Nicu looked as bedraggled as the bird, his eyebrows joined in the middle like an arrowhead, and despite the cold outside his cheeks were chalky white.
‘She doesn’t like it at my house, she doesn’t love me, I love her. I thinks she’s sick, she misses her house!’
He rattled off the words one after the other without a pause.
‘Sit down and catch your breath.’
The doorman opened the door to the cage, held Speckle beneath her wings, felt her and turned her on every side.
‘I think she hasn’t been eating,’ he said, and the lad confirmed that she had neither eaten nor drunk, but she had left droppings, as was visible. She had left droppings all over the house, because he had let her out of the cage, and then he had struggled for a long time to put her back in.

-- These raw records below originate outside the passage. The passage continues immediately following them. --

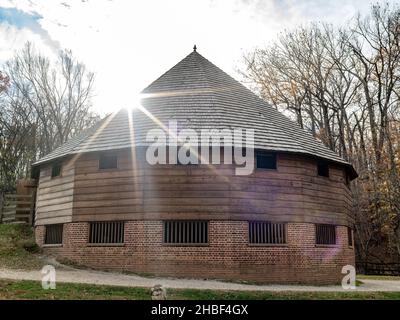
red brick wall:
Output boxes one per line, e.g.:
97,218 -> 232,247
36,221 -> 355,284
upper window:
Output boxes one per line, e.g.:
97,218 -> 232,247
89,221 -> 125,244
44,224 -> 64,244
315,224 -> 336,244
256,150 -> 276,169
317,161 -> 329,177
51,163 -> 61,178
249,221 -> 286,244
99,154 -> 118,169
344,172 -> 350,187
164,221 -> 208,245
347,227 -> 353,247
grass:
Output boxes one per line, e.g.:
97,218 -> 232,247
0,280 -> 400,300
357,274 -> 400,280
0,280 -> 151,300
0,224 -> 43,270
0,224 -> 400,300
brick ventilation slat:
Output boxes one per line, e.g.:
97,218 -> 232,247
315,224 -> 336,244
89,221 -> 124,243
249,221 -> 286,244
164,221 -> 208,244
44,224 -> 64,244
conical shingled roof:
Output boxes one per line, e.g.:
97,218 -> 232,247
35,51 -> 356,176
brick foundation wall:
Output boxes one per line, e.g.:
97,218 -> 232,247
35,221 -> 355,284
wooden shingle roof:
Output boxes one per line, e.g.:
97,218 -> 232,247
34,51 -> 356,177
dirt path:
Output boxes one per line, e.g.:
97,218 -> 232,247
0,267 -> 400,291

The doorman decided to take her back and in spring to give him a pair, but only after he built a coop for them. You don’t keep a dove in a cage, like a parrot or a canary, because you’ll kill it like that. Seeing the state the lad was in, he decided to read to him from Universul and looked for a story of love with obstacles, because Nicu listened to those attentively: ‘The flight of a young lady from Vaslui : Love has no boundaries and neither the laws of the world nor of religion can stop its adventurous flight. Proof of this is what happened a few days ago in Vaslui…’ As old man Cercel’s voice unravelled the tangled plot, the boy’s face grew calm and took on colour, and the melted snowflakes caused his cheeks to glow. Finally, when he saw that nothing could stop the two young people ‘of different religions’ and that the girl’s relatives ‘will finally be convinced that they can not easily shatter the strong chains of love,’ he felt as if he were one of the bird’s relatives and he no longer felt sorry for sending her back to her mate.